Monday, August 18, 2014
Zane Volkmann (right) talked about helmet safety with state labor and safety officials at the Missouri State Fair. A video about Volkmann's participation in the AgrAbility program availability through University of Missouri Extension plays in the background. (Contributed photo from MU Extension)

COLUMBIA, Mo. -- Horse trainer Zane Volkmann calls his riding helmet an "anti-watermelon cracker."

Volkmann, who suffered a brain injury two years ago while riding, spent part of his summer college-related internship encouraging horseback riders to wear a helmet.

His most recent appearance was at a safety expo sponsored in part by University of Missouri Extension. He also talked about helmet protection in the agriculture safety booth at the State Fair.

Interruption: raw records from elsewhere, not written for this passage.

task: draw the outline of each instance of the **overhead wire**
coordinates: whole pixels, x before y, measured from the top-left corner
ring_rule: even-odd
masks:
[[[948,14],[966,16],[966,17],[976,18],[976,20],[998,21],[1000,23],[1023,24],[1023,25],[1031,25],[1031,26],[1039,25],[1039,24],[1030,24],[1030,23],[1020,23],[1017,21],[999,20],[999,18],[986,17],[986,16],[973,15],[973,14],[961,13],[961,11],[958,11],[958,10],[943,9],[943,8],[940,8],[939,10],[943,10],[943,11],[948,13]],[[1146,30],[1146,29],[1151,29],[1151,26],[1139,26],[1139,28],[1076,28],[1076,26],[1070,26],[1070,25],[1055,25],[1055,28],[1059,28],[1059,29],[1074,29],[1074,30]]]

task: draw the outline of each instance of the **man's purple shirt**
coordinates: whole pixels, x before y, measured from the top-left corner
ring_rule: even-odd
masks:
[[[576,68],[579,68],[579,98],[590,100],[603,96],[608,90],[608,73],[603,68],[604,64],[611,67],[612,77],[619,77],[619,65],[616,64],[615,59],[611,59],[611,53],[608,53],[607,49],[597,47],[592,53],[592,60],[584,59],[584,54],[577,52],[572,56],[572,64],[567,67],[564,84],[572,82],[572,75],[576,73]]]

He left his New Franklin, Mo., home Friday to begin his sophomore year at Northeastern Oklahoma A&M College in Miami, Okla.

"You put on your seatbelt every day you get in a car," Volkmann said. "So put on your helmet every time you get on your horse."

Volkmann knows all too well of the consequences.

He fell on his head in a freak accident in August 2012 while riding his horse. Volkmann's brain injury and broken back kept him out of the saddle for six months. He continues to jump hurdles on his road to recovery.

MU Extension safety specialist and state AgrAbility coordinator Karen Funkenbusch worked with the long-time 4-H member this summer to help him build a horse training and farrier business.

Equestrian helmets are critical to safety, Funkenbusch said. More Americans die from horseback accidents than motorcycle and racecar driving accidents each year, according to the Centers for Disease Control and Prevention (CDC).

Volkmann said a second fall could mean death. The CDC says death is four times more likely for brain injury victims after a second fall. And that's why he's determined to spread the word to wear a helmet.

Wear a hard-shell equestrian-approved helmet lined with expanded polystyrene or similar material, he said. A bike-riding helmet should not be substituted. Make sure it fits securely, Volkmann said.

If your helmet is damaged, replace it. Helmets cost less than $30 at major retailers. Helmets from farm supply and tack stores may cost more, but "you get what you pay for," Volkmann said.

Volkmann knows the helmet isn't as sexy as his cowboy hat and sometimes he takes a ribbing from his cowboy buddies about it. But they are catching on to the reasons why helmets matter. "I'll be here tomorrow. It don't matter how I look," he said. "I'm still doing what I love."

AgrAbility is part of MU Extension, the MU College of Agriculture, Food and Natural Resources and the Brain Injury Association of Missouri Inc., in cooperation with other partners.